= Joseph Gurney (shorthand writer) =

British writer and activist

Joseph Gurney (1744–1815) was an English shorthand-writer and evangelical activist.

==Life==
The son of Thomas Gurney, he was his assistant and successor as a shorthand-writer in law courts and parliament. Before that, he spent a period as a bookseller, and was in business with his sister Martha Gurney. Martha Gurney was a Baptist and abolitionist, active in the production of pamphlet literature. Gurney also associated with the radical William Fox, and was a friend of William Hawes.

Gurney was employed officially after 1790 to report civil cases in courts of law. In 1786 he attended as a reporter to some slave-trade inquiries in the House of Lords. Recognised as a leading figure in his field, Gurney once commented that, of all speakers, he had most difficulty in transcribing the words of Samuel Taylor Coleridge. The reason was that it was difficult to anticipate how sentences would come to an end.

At the Warren Hastings trial, Gurney acted as shorthand writer for the government; William Isaac Blanchard did so for the defence.

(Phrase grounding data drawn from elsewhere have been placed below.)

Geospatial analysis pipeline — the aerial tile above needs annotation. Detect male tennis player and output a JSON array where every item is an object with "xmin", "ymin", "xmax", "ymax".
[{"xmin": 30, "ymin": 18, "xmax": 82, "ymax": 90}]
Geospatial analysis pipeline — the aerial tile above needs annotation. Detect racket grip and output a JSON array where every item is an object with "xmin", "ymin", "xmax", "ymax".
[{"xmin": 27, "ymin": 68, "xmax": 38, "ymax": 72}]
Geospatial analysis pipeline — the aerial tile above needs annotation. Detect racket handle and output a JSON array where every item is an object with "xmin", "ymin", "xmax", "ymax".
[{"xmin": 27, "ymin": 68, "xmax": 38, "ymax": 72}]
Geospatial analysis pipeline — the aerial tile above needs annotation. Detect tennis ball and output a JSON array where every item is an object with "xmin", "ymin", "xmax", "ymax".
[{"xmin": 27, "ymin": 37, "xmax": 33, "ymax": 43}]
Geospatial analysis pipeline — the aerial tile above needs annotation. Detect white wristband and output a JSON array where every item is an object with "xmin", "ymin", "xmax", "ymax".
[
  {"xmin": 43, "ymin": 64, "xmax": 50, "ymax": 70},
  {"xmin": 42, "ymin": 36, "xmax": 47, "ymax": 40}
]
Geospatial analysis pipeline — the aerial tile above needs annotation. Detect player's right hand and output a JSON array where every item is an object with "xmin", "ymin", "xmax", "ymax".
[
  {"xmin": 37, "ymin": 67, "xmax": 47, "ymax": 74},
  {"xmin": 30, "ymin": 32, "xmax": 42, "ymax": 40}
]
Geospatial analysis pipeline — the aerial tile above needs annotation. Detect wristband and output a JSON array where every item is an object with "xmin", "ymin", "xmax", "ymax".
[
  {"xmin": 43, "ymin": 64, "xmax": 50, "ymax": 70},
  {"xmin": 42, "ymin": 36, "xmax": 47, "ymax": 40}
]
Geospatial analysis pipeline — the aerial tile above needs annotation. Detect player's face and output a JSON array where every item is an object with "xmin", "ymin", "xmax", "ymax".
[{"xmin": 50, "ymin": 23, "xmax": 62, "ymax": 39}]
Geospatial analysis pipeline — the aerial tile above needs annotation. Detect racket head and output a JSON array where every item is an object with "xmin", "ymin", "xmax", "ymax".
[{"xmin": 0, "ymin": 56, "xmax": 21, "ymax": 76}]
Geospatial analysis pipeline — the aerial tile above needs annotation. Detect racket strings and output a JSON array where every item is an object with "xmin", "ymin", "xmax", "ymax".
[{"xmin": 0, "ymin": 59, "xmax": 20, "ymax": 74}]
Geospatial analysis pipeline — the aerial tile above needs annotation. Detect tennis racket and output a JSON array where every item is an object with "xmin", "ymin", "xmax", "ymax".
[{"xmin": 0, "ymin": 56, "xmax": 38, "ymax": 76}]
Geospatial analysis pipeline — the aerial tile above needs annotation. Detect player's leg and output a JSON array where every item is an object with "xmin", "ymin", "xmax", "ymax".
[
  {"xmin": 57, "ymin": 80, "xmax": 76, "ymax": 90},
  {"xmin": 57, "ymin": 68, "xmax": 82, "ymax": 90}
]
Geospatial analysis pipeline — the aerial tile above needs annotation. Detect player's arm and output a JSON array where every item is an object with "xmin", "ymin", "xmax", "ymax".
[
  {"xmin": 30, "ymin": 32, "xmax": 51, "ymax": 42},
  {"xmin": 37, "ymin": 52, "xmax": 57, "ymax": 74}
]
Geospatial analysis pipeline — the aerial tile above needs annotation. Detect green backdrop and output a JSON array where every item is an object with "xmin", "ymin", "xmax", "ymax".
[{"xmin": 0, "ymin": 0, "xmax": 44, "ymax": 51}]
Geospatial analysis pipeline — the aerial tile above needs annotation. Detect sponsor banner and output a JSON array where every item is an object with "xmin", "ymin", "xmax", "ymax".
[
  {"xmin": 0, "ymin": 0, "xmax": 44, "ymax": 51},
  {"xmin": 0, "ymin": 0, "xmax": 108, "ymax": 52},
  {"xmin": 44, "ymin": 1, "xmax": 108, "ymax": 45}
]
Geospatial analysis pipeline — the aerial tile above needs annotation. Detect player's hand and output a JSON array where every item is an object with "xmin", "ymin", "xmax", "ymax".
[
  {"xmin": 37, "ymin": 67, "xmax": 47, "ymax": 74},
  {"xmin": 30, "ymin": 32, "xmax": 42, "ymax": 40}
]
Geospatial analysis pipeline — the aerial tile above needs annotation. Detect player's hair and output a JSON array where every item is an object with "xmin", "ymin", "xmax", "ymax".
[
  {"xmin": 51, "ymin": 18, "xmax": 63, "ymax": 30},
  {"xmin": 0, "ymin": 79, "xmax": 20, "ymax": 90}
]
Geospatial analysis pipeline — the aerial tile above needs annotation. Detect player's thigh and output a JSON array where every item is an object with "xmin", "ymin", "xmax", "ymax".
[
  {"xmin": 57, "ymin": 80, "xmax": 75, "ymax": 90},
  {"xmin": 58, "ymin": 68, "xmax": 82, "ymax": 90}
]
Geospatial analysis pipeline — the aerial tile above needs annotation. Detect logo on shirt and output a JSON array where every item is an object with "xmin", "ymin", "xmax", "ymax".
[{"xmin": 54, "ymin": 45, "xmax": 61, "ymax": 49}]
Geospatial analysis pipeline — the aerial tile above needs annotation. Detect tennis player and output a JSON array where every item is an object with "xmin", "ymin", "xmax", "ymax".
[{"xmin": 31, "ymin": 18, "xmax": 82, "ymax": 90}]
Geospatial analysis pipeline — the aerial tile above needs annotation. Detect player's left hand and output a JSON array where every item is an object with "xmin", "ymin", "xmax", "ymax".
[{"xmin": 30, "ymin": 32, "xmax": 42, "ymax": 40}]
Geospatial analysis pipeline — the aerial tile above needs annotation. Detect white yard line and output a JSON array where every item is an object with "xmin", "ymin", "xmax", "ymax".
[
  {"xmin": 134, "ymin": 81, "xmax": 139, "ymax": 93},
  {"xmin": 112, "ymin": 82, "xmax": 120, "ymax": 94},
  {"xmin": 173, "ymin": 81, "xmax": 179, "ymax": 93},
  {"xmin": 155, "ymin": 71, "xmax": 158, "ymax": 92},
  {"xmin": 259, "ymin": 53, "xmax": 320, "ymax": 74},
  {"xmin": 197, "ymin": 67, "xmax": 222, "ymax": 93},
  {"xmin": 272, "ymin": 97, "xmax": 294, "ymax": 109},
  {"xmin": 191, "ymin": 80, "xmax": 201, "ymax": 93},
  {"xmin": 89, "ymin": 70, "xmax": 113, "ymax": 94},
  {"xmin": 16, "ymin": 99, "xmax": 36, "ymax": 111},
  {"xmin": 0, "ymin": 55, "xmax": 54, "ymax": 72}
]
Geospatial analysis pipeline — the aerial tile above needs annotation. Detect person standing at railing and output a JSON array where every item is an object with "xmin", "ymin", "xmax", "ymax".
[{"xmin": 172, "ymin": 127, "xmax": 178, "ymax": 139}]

The stenographic world was small, and Blanchard had previously been Gurney's assistant. Indeed, by the 1780s newspaper reporting was undermining the business model of commercial court reporters. In May 1789 the House of Commons called on Gurney to read, from his notes Edmund Burke's words accusing Sir Elijah Impey of murder; and a vote of censure on Burke was then passed. According to Thompson Cooper, writing in the Dictionary of National Biography, this incident was the first public acknowledgment of the verbal accuracy of shorthand.

In 1791 the House of Commons first used shorthand for reporting the proceedings of one of its committees on the Eau-Brink Drainage Bill. In the same year, Gurney took notes of six election petition committees. In 1802 an act was passed authorizing the regular use of shorthand in election committees; and in the following year, a select committee of the House of Commons having reported positively, it was generally applied to other committees.

==Works==
Gurney edited the ninth edition of his father Thomas Gurney's Brachygraphy in 1778. While Thomas Gurney had adopted the system of William Mason, his son as editor dropped mention of Mason's name.

Gurney was known for printed reports of major contemporary trials from his official shorthand notes. An early example was from 1770, of the libel case brought by George Onslow against John Horne Tooke. By 1773, with the trial of John Mostyn, he was publishing reports as books. There were around 40 of those, and Gurney employed clerks to transcribe for him. The reports included:

- The trial (at large) of the Rev. Henry Bate, with the previous proceedings, upon an information exhibited against him by His Grace the Duke of Richmond, for a libel (1780)
- The Trial of George Gordon, Esquire, commonly called Lord George Gordon (1781 or 1782)
- The Whole Proceedings on the Trial of the Hon. Major Henry Fitzroy Stanhope: At a Court Martial Held at the Horse Guards, in the Month of June 1783.
- The Sentence of the Court-martial... for the Trial of the Hon. Lieut. Gen. James Murray, Late Governor of Minorca, on the Twenty-nine Articles Exhibited Against Him by Sir William Draper (1783)
- The trial of John Horne Tooke, on a charge of high treason (1794, 1795)
- The Trial of Thomas Hardy for High Treason: At the Sessions House in the Old Bailey, on Tuesday the Twenty-eighth, Wednesday the Twenty-ninth, Thursday the Thirtieth, Friday the Thirty-first of October, and on Saturday the First, Monday the Third, Tuesday the Fourth, and Wednesday the Fifth of November 1794 (1794 and further volumes)
- The Trial of William Stone for High Treason, at the Bar of the Court of King's Bench, on Thursday the Twenty-Eighth, and Friday the Twenty-Ninth, of January 1796 (1796). William Stone was a Unitarian radical accused of being a French agent.
- The Trial of Robert Thomas Crossfield for High Treason: At the Sessions House in the Old Bailey on Wednesday the Eleventh and Thursday the Twelfth of May 1796 (1796)
- The trial of Edward Marcus Despard, esquire: For high treason, at the Session house, Newington, Surry, on Monday the seventh of February 1803, with William Brodie Gurney.

Gurney also edited The Gospel Magazine. He had a sideline in sermons, publishing some of George Whitefield. Samuel Fisher (1742–1803) was a Baptist minister and family connection, having married Rebecca Gurney's widowed mother. Gurney published his sermons.

==Family==
Gurney married Rebecca Brodie (1747–1818), daughter of William Brodie of Mansfield. Their two sons were Sir John Gurney, and William Brodie Gurney. Their daughter Elizabeth (1770–1840) was a close friend of Eliza Gould.